Help with use of goto

confused22 · May 14, 2021, 4:07pm

Please can someone help with this. I have written a simple sketch to try to understand why I cannot get goto to work in a main program I am working on. (I am inexperienced at C++ , and although I know goto is not advised, I think it would be simpler for my application.
However I cant get the simple sketch (attached) to work either. It will not compile with error "label1 Label2 used but not defined". Goto is listed in the Arduino reference & I cannot see what is wrong.


int a = 0;
void setup() {
  Serial.begin(9600);
  int a = 0;
}
void print() {
  label2; {
    Serial.println("label2 has sent me back to label1");
  }
label1: {
    Serial.println("am at label1");
  }
  for (int a = 0; a < 100; a++)
  {
    Serial.println(a);
    delay(100);
  }
  if ( a >= 50)
  { Serial.println("going to label2");
    goto label2;
  }

}

void loop() {
  // put your main code here, to run repeatedly:
  //label2: Serial.println("am at label2");
  delay(5000);
  goto label1;
}

CrossRoads · May 14, 2021, 4:13pm

I
I've not used goto, but these look odd:

In one place you have
label2;

In one place you have
label1:

You jump from loop() into the middle of print().

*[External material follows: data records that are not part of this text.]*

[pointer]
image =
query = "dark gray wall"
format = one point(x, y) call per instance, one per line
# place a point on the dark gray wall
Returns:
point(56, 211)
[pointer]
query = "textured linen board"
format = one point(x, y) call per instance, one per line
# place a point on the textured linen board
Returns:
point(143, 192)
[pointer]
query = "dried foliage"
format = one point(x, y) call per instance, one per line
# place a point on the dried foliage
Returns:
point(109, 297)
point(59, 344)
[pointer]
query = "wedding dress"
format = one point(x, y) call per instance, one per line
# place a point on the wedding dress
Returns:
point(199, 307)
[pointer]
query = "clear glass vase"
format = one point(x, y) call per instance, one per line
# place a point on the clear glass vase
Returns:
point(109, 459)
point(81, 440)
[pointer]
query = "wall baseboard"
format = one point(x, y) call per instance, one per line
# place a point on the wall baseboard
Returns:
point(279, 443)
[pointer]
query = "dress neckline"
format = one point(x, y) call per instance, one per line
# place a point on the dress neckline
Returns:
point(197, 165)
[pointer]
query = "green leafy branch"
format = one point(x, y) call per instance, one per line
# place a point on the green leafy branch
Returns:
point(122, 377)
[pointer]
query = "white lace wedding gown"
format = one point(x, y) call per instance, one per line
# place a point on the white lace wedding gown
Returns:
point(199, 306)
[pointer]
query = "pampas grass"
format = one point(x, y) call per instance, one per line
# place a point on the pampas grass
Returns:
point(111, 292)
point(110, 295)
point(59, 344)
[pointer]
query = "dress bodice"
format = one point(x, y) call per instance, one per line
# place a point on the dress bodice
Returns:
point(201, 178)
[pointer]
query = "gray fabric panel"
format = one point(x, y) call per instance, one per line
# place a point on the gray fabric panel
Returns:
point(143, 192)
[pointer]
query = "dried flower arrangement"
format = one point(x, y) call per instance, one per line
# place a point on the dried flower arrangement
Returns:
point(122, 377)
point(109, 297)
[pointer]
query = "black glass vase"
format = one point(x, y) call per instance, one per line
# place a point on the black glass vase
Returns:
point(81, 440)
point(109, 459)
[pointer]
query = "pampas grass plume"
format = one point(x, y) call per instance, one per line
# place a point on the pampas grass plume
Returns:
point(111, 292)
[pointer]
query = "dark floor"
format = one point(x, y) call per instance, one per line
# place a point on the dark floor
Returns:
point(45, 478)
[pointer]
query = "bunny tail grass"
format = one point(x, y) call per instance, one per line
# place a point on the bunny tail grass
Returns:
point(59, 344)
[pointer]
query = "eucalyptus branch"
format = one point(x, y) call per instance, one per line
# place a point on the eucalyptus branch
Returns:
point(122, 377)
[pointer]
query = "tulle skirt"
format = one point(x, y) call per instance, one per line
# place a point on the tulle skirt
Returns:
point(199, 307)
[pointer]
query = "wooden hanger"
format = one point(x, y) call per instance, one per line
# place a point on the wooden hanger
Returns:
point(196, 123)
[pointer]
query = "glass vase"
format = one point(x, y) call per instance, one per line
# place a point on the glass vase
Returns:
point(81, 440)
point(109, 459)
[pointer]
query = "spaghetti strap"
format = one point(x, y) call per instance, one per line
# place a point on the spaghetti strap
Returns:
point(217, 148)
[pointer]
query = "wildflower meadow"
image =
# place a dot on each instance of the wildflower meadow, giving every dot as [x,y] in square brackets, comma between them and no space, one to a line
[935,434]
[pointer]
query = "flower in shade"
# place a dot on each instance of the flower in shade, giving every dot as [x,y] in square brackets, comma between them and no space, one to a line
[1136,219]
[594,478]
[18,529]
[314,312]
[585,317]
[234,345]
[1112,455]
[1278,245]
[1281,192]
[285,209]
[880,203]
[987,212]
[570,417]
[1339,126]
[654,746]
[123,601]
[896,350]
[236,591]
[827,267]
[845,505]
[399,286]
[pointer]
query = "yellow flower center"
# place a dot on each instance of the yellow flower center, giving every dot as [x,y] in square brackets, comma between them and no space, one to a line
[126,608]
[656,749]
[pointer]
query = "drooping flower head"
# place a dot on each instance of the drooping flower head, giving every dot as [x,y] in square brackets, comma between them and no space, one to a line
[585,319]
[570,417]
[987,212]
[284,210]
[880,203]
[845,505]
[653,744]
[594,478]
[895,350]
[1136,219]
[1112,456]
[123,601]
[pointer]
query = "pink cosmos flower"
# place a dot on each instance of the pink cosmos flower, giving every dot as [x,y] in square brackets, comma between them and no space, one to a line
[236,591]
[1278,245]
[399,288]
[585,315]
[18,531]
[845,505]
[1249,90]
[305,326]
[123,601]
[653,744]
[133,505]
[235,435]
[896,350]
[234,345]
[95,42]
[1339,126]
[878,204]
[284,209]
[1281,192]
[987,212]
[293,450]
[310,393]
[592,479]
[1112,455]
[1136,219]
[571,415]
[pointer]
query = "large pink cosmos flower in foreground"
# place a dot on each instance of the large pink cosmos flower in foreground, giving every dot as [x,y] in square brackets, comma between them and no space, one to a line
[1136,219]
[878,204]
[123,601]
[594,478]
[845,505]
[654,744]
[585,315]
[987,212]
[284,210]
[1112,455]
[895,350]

groundFungus · May 14, 2021, 4:20pm

In C++ we use functions instead of goto. The use of goto leads to spaghetti code which is very difficult to read, follow and debug.

If you tell us, in detail, what you want to do we can probably help you to write functions to do it.

anon73444976 · May 14, 2021, 4:20pm

int a = 0;
}

What's the point of a variable that immediately goes out of scope?

CrossRoads · May 14, 2021, 4:21pm

I got it to compile by making label1() and label2() into functions that can be called, and got rid of the print() function.

int a = 0;
void setup() {
  Serial.begin(9600);
  int a = 0;
}

void label2() {
  Serial.println("label2 has sent me back to label1");
  label1();
}
void label1() {
  Serial.println("am at label1");

  for (int a = 0; a < 100; a++)
  {
    Serial.println(a);
    delay(100);
  }
  if ( a >= 50)
  { Serial.println("going to label2");
    label2();
  }
}

void loop() {
  // put your main code here, to run repeatedly:
  //label2: Serial.println("am at label2");
  delay(5000);
  label1();
}

blh64 · May 14, 2021, 4:22pm

In addition to the typo @CrossRoads pointed out, you can not jump (e.g. GOTO) into the middle of another function. Labels inside your Print() function are only visible to code inside that function.

There are many, many better alternatives to GOTO. What are you actually trying to do?

almytom · May 14, 2021, 4:24pm

Lots of problems here with the first being you can't use goto to jump into a function. But really, you should study the use of the while and do while control structures and not use goto. I assure you that your code will easier to follow without gotos.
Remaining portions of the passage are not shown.